Davis is a Hall of Famer who played in the first two Super Bowls as a defensive end for the Green Bay Packers. A beer distributor in Los Angeles, he also owns five radio stations around the country.
The committee said that in addition to Davis and Jim Finks, the finalists were Paul Tagliabue, NFL lawyer; Paul Kirk, former Democratic party chairman; Robert E. Mulcahy III, the director of the New Jersey Sports Authority, and a corporate executive who asked that his name be withheld.
The front-runner, Housing Secretary Jack Kemp, bowed out last month when he decided to remain in the Bush administration, the committee reported.
According to Lamar Hunt and Wellington Mara, co-chairmen of the search committee:
--All candidates suggested by two or more NFL owners were screened. Two owners had no suggestions.
--Qualifications sought were integrity, credibility, people and strategic skills, leadership, vision, energy, drive, initiative, will, the ability to delegate, to build and to run “an organization in transition,” and to build consensus solutions in “a somewhat unique organization.”
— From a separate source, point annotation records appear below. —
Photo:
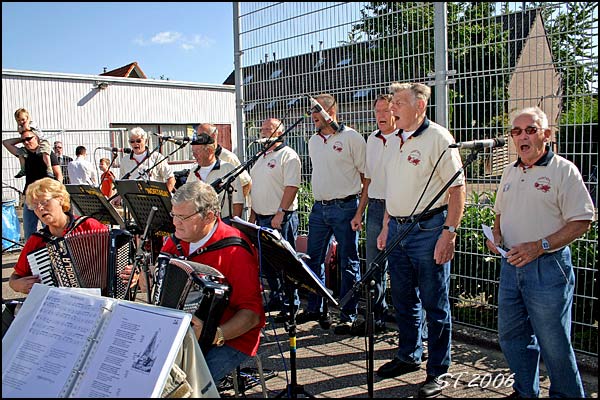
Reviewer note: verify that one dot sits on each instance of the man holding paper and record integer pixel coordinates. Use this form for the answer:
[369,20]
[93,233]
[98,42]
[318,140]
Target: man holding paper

--Each candidate preferably was a proven professional in general management with complete profit-and-loss responsibility, legal training, and media experience. He was seen as a role model and either “a product of the game of football or a professional whose business skills are complemented by a genuine love of the game.”
--The NFL needs “some changes in structure” to compensate for the loss of Commissioner Pete Rozelle.
The changes are expected to take the form of deputy commissioner or commissioners.